Pre-main rituals: How Zephyr prepares Cortex-M CPUs

9 mins read

Pre-main source files are something you hardly ever have to worry about. More often than not, you’ll be using pre-existing files that you don’t need to modify or even understand deeply. They’re frequently copied from one project to another without change. It’s rare that you need to dive into their contents, but when you do they can reveal a lot about how your system actually works.

In this post, we’ll cover Zephyr Project’s startup process on ARM Cortex-M CPUs, focusing on its early assembly code and vector table.

Setup

We’ll use the Arduino Nano 33 BLE board. The Zephyr source code referenced here is based on commit 55db18, from Monday, June 23rd. This post assumes some familiarity with embedded systems, and assembly programming.

First stop: the bootloader

Although it’s not at the heart of this post, it’s worth saying a few things about the bootloader. The Nano 33 comes with a BOSSA-compatible bootloader. BOSSA (Basic Open Source SAM-BA Application) is a flash programming utility initially developed for Atmel’s SAM family. It was forked and adapted by Arduino to support nRF52840 + USB CDC. In practice, the bootloader enables flashing a new application through USB CDC (Communications Device Class) by double-tapping the onboard button, and then calling bossac with the binary to upload.

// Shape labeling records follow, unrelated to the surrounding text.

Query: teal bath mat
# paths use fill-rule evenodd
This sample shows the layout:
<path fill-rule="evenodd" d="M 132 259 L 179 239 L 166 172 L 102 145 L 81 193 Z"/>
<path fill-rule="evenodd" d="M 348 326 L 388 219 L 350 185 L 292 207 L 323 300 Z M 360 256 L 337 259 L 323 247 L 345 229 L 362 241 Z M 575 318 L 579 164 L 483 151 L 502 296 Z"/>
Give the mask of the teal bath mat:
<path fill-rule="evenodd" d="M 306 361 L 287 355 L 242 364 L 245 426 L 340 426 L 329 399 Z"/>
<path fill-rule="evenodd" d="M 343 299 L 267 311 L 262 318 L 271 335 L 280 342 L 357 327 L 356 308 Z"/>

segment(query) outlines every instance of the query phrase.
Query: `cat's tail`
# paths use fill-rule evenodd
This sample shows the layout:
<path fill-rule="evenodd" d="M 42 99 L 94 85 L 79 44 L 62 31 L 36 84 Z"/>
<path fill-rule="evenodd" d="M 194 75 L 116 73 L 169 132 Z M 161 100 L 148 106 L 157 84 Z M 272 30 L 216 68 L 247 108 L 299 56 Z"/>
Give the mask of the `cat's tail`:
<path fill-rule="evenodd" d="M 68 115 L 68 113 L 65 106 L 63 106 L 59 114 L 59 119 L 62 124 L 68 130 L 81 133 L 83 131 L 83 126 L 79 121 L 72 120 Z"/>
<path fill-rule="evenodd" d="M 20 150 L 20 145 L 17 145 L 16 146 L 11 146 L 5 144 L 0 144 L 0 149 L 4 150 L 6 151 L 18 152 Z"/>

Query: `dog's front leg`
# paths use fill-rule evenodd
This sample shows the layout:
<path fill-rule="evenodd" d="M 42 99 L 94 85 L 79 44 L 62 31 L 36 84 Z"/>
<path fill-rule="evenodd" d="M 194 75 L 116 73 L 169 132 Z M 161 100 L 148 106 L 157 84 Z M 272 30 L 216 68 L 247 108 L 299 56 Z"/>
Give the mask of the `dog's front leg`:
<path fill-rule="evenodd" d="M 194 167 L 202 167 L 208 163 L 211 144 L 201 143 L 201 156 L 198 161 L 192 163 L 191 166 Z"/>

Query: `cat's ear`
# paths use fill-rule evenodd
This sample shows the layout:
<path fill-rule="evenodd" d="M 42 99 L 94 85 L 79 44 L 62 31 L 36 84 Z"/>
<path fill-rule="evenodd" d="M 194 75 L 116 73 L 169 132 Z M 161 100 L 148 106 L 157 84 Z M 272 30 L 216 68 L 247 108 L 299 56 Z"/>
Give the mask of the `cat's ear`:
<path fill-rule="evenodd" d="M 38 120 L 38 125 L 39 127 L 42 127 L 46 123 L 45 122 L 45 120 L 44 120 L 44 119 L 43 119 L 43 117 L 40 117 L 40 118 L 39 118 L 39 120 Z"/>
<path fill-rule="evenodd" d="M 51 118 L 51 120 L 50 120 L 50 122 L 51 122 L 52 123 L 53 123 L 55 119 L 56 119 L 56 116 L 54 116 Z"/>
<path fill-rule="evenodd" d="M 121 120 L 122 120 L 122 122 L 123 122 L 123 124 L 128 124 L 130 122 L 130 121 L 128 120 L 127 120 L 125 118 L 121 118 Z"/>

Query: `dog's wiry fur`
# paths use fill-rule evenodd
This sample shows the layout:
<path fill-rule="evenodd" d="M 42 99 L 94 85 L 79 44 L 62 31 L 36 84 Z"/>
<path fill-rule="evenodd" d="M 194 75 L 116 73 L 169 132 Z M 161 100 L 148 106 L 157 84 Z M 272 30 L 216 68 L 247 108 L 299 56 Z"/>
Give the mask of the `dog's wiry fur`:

On the Zephyr side, we can clearly see two config variables defined in our board’s default configuration file boards/arduino/nano_33_ble/arduino_nano_33_ble_defconfig:

CONFIG_BOOTLOADER_BOSSA=y
CONFIG_BOOTLOADER_BOSSA_LEGACY=y

They are mainly used in the Python runner scripts called by west (Zephyr’s meta-build tool, see my dedicated article.)

For this particular board, the bootloader is instrumental in uploading a new firmware to the board. But we’re more interested in user code and the process that leads into executing it.

In the beginning was the reset handler

Whenever an ARM Cortex-M CPU gets powered on, it automatically executes the reset handler function, which is located at the very top of the vector table, a table of pointers (function addresses) starting at a known location in memory, typically 0x0, unless overriden by VTOR (Vector Table Offset Register.)

Since we now deal directly with the CPU (in this case, ARM Cortex M4F), we’ll be looking for source code under arch/arm/core/cortex_m.

vector_table.S is a relatively small assembly file that can be broken down into the following:

SECTION_SUBSEC_FUNC(exc_vector_table,_vector_table_section,_vector_table)

Like every big project, Zephyr makes extensive use of macros. In particular, the one above expands into placing the data that follow inside the .vector_table section, so the CPU can find it at boot.

.word z_main_stack + CONFIG_MAIN_STACK_SIZE

This first instruction defines the first word in the vector table, which corresponds, according to the docs, to the stack pointer.

.word z_arm_reset

Next is the reset handler address. A very important piece, since as the name suggests, the CPU jumps here after reset. In this case, the reset handler is set to be the symbol z_arm_reset. We will focus on this in the next sections.

The next two lines have the same purpose. They define Zephyr handler functions for respectively the NMI (Non-Maskable Interrupt) and hard fault exceptions.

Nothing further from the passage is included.